Рисунок второго курса вела беспощадная Берта Арнольдовна Геллер. Она ставила гипсовую голову Гомера и без исключения обходила все мольберты, исправляя наши приблизительные рисунки дверным ключом. Одетая в черное, с черной камилавкой на голове, блистая стеклами очков, она садилась на табуретку, цепким взглядом изучала повороты и светотень бюста, а потом точным ударом ключа или огрызком неточеного карандаша определяла грубые ошибки. Бракованный рисунок приходилось переводить на новый лист бумаги и начинать все сначала — размер черепа, глазные впадины, крепление носа и ушей, повороты мышц и напоследок объемная светотень.
Рисовальщиков такого класса я потом уже не встречал.
Одинокая женщина прожила недолго. После развала училища она уехала в Брянск и повесилась на чердаке.
Рисование под руководством загадочной и суровой Берты пошло мне на пользу. Я понял, что такое настоящий рисунок, а не приблизительная растушевка простым карандашом.
Абба Максович Кор в живописи требовал движения цвета, а конгур и черноту гнал с палитры, как контролер безбилетника.
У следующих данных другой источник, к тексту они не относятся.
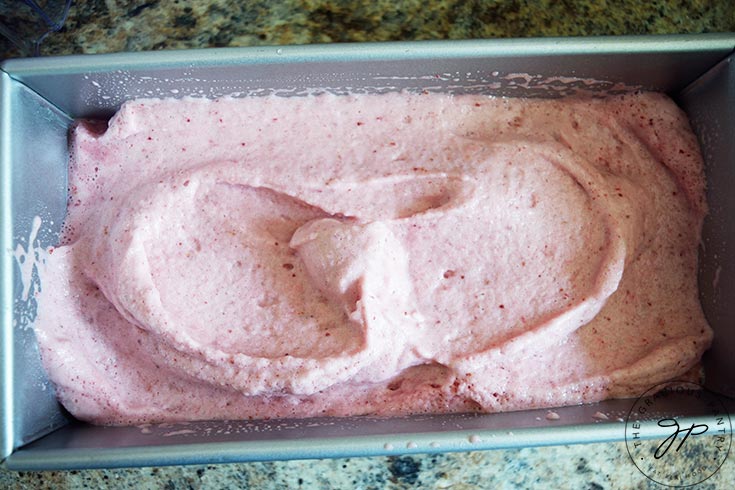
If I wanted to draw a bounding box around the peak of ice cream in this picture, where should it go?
[36,93,712,424]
Мою привязанность к контуру он неумолимо уничтожал в поправках. Меня это страшно злило, но он твердил, что контура в природе нет, а есть цвет и свет, объем и пространство. Это звучало убедительно, со ссылкой на Сезанна и Кончаловского, но в глубине души я считал, что и контур имеет право на существование.
На выставке городских живописцев, осевших в Ельце (1955), А. М. Кор показал свое масло. На фоне кирпичной стены шагал солдат с ружьем на плече. Это мог быть солдатик былой, царской армии, или нашей доблестной и советской. Поражало, как цензура пропустила сомнительный сюжет, написанный живым и убедительным цветом. Вещь звучала в духе Машкова или Осмеркина, но персональная интонация покрывала недостатки.
Любой куст или забор, написанный с огнем и понятием, — уже искусство, а небрежно намазанная, бесформенная, самого героического сюжета картина ничего не значит.
Таково кредо А. М. Кора.
По большим советским праздникам к нам шла халтура.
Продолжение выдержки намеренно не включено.